I know exactly how you feel. I came to the realization that all jobs are BS jobs. Unless you work for yourself where you actually see the fruits of your labor.
Let me ask you something, what would you do if money was not an issue? Would you write? Sing? Act? Play the guitar? Ride horses? What?
Apart of me wants to say fuck everything and do what you want to do. Fuck the money, fuck society. You're already a minimalist. Quit your job and work 3-days a week in a grocery store just to make enough income and follow your passion/interests. There are no rules to life. You can do anything you want. The real question is: "What do you want?".
Once you figure that out, do you have the courage to follow your heart?
1. Is it possible to work from home?
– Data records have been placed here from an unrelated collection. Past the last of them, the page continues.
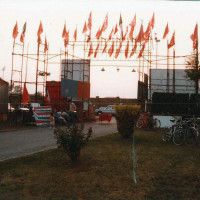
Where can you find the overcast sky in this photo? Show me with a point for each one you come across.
(181, 17)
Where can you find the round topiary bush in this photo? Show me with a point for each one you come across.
(72, 139)
(126, 116)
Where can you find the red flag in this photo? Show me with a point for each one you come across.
(166, 31)
(141, 51)
(194, 37)
(131, 34)
(45, 45)
(110, 36)
(133, 23)
(152, 21)
(89, 38)
(146, 34)
(23, 33)
(133, 50)
(118, 50)
(140, 36)
(84, 28)
(64, 34)
(195, 34)
(124, 37)
(172, 42)
(116, 29)
(66, 40)
(40, 30)
(22, 38)
(104, 50)
(15, 31)
(39, 41)
(75, 35)
(105, 24)
(91, 50)
(98, 34)
(47, 97)
(111, 49)
(126, 50)
(96, 51)
(26, 97)
(90, 21)
(120, 25)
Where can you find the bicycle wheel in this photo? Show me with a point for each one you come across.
(166, 134)
(191, 136)
(157, 123)
(140, 123)
(178, 137)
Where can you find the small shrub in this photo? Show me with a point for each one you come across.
(72, 139)
(126, 116)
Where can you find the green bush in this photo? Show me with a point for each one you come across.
(72, 139)
(126, 116)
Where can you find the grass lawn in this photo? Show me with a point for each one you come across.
(164, 171)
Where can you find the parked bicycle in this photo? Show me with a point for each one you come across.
(146, 120)
(182, 132)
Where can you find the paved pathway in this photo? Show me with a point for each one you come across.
(23, 142)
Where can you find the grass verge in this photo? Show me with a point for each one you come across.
(164, 171)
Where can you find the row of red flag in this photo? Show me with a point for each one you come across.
(141, 37)
(22, 37)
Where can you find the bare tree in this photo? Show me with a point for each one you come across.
(193, 70)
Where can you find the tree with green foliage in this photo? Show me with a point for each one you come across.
(193, 70)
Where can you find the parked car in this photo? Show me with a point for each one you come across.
(105, 110)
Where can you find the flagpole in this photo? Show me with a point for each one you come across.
(26, 64)
(73, 61)
(37, 71)
(174, 71)
(21, 73)
(47, 62)
(45, 74)
(167, 67)
(12, 64)
(61, 66)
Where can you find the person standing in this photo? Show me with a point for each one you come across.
(52, 121)
(72, 114)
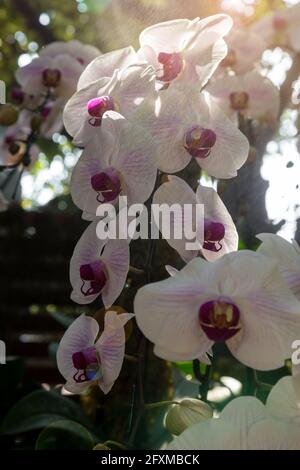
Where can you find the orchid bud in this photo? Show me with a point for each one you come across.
(190, 411)
(8, 114)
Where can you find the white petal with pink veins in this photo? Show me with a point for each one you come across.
(106, 64)
(87, 250)
(177, 191)
(287, 256)
(30, 76)
(80, 335)
(111, 348)
(215, 210)
(271, 434)
(283, 402)
(167, 312)
(231, 149)
(168, 36)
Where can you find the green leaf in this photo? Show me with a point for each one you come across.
(65, 435)
(39, 409)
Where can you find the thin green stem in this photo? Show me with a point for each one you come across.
(116, 444)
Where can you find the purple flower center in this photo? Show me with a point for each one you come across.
(214, 232)
(93, 276)
(96, 107)
(199, 141)
(172, 66)
(219, 319)
(239, 100)
(107, 184)
(17, 95)
(51, 78)
(87, 363)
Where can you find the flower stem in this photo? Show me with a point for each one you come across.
(204, 379)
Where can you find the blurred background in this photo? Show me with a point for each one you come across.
(38, 233)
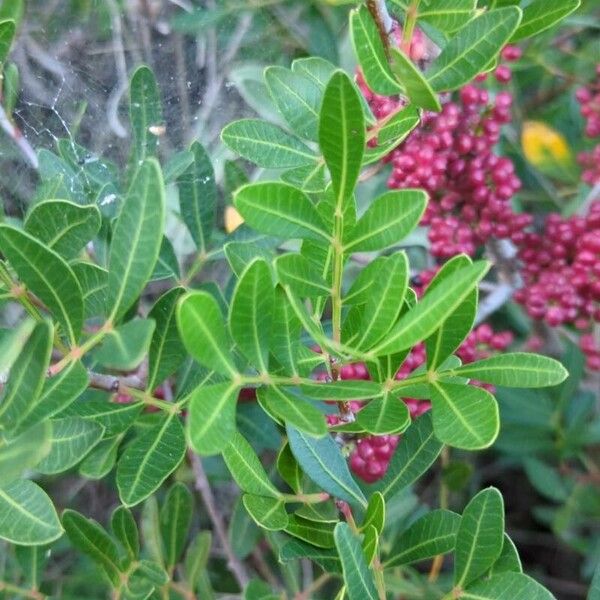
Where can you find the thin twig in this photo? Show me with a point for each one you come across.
(202, 485)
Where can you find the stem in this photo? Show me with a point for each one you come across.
(409, 26)
(203, 487)
(438, 561)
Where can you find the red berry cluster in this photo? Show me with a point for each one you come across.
(450, 155)
(561, 275)
(589, 98)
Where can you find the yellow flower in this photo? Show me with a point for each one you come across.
(543, 145)
(233, 219)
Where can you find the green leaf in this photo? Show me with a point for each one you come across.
(507, 586)
(150, 459)
(315, 533)
(516, 369)
(211, 422)
(145, 113)
(101, 460)
(464, 416)
(203, 332)
(26, 377)
(268, 513)
(167, 352)
(298, 99)
(342, 135)
(370, 51)
(417, 88)
(28, 515)
(383, 306)
(250, 314)
(124, 527)
(294, 410)
(412, 458)
(429, 536)
(385, 415)
(47, 275)
(540, 15)
(375, 515)
(71, 440)
(453, 331)
(125, 347)
(91, 539)
(136, 238)
(266, 145)
(480, 536)
(175, 520)
(359, 580)
(58, 392)
(301, 275)
(198, 197)
(24, 452)
(7, 34)
(280, 210)
(422, 320)
(322, 461)
(246, 468)
(388, 220)
(63, 226)
(473, 48)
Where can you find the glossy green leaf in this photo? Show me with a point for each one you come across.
(388, 220)
(298, 99)
(71, 440)
(301, 275)
(167, 352)
(136, 238)
(417, 88)
(250, 314)
(175, 519)
(359, 580)
(422, 320)
(455, 328)
(145, 113)
(429, 536)
(322, 461)
(266, 145)
(540, 15)
(90, 538)
(28, 516)
(24, 451)
(385, 415)
(464, 416)
(63, 226)
(371, 54)
(412, 458)
(246, 468)
(294, 410)
(198, 197)
(124, 528)
(150, 459)
(480, 536)
(47, 275)
(280, 210)
(125, 347)
(507, 586)
(516, 369)
(342, 135)
(268, 513)
(203, 332)
(473, 48)
(58, 392)
(26, 377)
(211, 421)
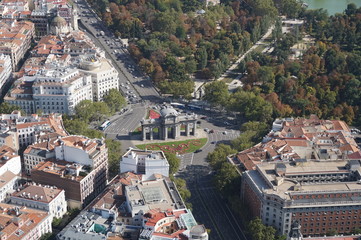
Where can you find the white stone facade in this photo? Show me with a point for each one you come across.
(45, 198)
(53, 91)
(5, 69)
(104, 76)
(145, 162)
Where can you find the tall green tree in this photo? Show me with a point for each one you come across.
(259, 231)
(174, 162)
(114, 100)
(216, 93)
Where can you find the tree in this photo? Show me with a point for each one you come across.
(84, 110)
(46, 236)
(245, 140)
(259, 231)
(174, 162)
(114, 100)
(201, 56)
(227, 179)
(291, 8)
(7, 108)
(146, 66)
(114, 155)
(219, 156)
(182, 188)
(216, 93)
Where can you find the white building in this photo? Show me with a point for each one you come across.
(45, 198)
(8, 182)
(37, 153)
(5, 69)
(57, 90)
(10, 161)
(23, 223)
(144, 162)
(172, 225)
(104, 76)
(10, 169)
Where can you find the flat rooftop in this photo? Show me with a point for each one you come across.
(287, 186)
(154, 194)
Maybe arrange only going into the office 1-2 a week.
2. You can find work in countries all around the world with your degree, so really think big about your options.
3. You currently make a GREAT income. You could really take advantage of that. What if you really lived conservative for 1-2 years and could save up $30,000+? you could transition that into self employment or just take a 2 year vacation around the world.
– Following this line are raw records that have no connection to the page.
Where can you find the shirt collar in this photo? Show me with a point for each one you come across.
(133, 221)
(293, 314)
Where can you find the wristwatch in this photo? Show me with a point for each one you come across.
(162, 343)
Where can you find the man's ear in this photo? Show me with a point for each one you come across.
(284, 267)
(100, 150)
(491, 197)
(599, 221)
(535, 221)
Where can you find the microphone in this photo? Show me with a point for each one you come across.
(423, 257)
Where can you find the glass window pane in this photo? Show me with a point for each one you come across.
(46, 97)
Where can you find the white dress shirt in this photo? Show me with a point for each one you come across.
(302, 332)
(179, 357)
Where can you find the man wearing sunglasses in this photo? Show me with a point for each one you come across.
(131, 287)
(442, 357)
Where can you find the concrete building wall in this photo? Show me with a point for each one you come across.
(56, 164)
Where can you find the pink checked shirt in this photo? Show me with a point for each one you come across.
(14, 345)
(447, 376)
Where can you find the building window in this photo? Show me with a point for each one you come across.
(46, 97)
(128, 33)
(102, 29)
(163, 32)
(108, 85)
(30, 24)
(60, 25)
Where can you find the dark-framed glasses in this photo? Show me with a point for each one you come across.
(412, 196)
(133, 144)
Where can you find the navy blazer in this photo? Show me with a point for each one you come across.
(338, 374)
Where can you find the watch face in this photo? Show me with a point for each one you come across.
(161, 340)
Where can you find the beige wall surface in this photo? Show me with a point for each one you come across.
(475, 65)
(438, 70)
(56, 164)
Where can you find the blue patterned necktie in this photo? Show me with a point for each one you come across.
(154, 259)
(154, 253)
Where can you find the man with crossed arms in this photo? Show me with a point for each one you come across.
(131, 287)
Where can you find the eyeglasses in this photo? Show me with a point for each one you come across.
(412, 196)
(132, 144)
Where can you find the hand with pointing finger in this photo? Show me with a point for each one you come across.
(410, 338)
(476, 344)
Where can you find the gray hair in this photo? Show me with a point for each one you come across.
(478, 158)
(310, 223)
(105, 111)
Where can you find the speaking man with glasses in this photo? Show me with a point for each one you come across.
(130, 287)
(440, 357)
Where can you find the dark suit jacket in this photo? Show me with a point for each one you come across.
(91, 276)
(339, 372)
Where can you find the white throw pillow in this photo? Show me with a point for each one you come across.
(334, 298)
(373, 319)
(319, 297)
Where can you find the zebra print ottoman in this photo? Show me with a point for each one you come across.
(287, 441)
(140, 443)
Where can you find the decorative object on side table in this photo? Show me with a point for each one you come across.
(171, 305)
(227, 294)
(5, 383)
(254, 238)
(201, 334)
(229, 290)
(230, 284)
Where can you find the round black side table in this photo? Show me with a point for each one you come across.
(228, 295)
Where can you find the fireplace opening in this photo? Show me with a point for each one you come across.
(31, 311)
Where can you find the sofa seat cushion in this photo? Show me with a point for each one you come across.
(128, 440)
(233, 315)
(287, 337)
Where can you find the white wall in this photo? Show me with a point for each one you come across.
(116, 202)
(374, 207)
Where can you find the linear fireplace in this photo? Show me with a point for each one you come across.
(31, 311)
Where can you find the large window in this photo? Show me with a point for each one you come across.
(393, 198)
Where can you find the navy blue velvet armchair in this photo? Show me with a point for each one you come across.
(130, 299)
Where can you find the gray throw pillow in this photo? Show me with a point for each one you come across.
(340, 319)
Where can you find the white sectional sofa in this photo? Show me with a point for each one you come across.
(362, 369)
You have tons of options so make BIG goals to go after.
@Cilindric, I had the following take-aways from what you wrote:
1) It sounds like you're not being sufficiently intellectually stimulated with your current job / tasks at job. BUT, it sounds like that may have been alleviated by talking to your boss with the new assignment coming up.
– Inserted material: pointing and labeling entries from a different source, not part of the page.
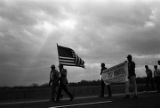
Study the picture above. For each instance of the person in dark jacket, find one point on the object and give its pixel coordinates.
(63, 83)
(149, 79)
(103, 84)
(157, 78)
(131, 77)
(53, 82)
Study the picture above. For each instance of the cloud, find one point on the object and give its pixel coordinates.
(99, 31)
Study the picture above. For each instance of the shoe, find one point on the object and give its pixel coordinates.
(101, 96)
(127, 97)
(135, 97)
(71, 99)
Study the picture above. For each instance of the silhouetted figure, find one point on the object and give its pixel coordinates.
(149, 79)
(157, 77)
(131, 77)
(103, 84)
(54, 82)
(63, 83)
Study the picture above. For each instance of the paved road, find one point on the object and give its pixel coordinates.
(145, 100)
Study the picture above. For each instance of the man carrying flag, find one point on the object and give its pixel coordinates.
(67, 57)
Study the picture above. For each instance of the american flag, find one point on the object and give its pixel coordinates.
(68, 57)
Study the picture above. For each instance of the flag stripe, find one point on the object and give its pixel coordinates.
(69, 58)
(67, 61)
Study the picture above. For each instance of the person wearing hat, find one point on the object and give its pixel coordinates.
(157, 78)
(63, 83)
(131, 77)
(149, 79)
(103, 84)
(53, 82)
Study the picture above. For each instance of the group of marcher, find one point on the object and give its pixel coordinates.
(131, 80)
(58, 82)
(153, 78)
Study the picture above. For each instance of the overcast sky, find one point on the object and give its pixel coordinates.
(98, 31)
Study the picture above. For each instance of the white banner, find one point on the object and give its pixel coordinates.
(116, 74)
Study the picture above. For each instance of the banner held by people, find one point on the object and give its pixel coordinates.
(116, 74)
(68, 57)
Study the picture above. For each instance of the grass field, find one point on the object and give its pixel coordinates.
(17, 93)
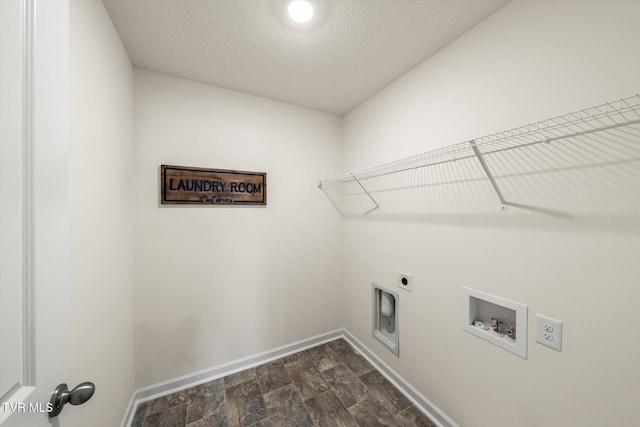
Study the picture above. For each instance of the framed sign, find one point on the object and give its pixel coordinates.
(198, 186)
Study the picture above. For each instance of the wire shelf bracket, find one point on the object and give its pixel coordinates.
(487, 171)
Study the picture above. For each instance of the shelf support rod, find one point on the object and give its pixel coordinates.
(487, 171)
(367, 193)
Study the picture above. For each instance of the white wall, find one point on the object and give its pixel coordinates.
(530, 61)
(213, 283)
(101, 215)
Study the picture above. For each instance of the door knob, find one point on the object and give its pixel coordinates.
(61, 396)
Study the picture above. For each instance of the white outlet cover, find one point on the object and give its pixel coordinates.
(401, 285)
(549, 332)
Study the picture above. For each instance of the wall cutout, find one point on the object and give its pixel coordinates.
(197, 186)
(496, 320)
2) More crucially, you're not happy with where you are living: the area near your work is too techy / sausage-fest. There's a big city 90 minute drive away: too far away to go to every day. But it sounds do-able on weekends.
Regarding self-employment + programming: have you looked into cryptocurrency trading / development? I've dabbled in building trading bots and it's been fun (only tantalizingly lucrative so far).
Thanks for the videos, especially the second was very interesting.
I try to answer your first question. Maybe you happened to read parts of my log in the members-only section. I was on a four months unpaid vacation in Slovakia this spring (“sabbatical”), with the endorsement of my boss.
My daily routine there was in the main: 3h gym, 3h language learning, go on dates/do activities with friends/cold-approach (weekend: nightlife), rest of the day: write on my blog or reading books.
Because I've always sucked with girls, I wanted to fix that issue immediately (and indeed I got laid with a girl 12 years younger than me from social circle, and eventually I came home with a new girlfriend – never in a million years I would have found such a girl in Germany).
Now, if I had the whole day at my disposal for one year at a stretch (and money would be not an issue, currently it is not), I would travel through Eastern Europe and absorb as much of the culture as I can (my mother’s ancestors are from Poland and Ukraine). Probably that would make me happy.
Yes, it is possible to work from home at least one day a week, though they basically don’t want you to work from home too often (argument is: the pay high rents for the buildings so you have to be present there; they also want you to socialize with your co-workers). Meetings and supervising sub-contractors/suppliers also demand your presence most of the time.
I sold my car last year. Sold a lot of useless stuff on amazon marketplace etc. also. Own not very much presently. My savings are some 50.000€ or slightly more right now. I travelled a lot the last two years, and spent much (that is the reason they aren’t higher).
Admittedly, “intellectual stimulation” is a somehow double-edged sword for me. There are indeed days when I am glad about the fact that my job is not too demanding. Easy-earned money, in other words.
In the long run it is of course not satisfying when you are just another paper-pusher who pretends to make an important job (anecdote: when I have too much time on my hands I program little language learning tools in VBA. So when a superior happens to look over my shoulder it always looks like I’m a hard-working employee though what I am actually doing has nothing to do with my actual tasks).
I never heard about cryptocurrency trading, but it sounds interesting. I will try to gather mor informations about it.
If you're the smartest person in the room, you're in the wrong room.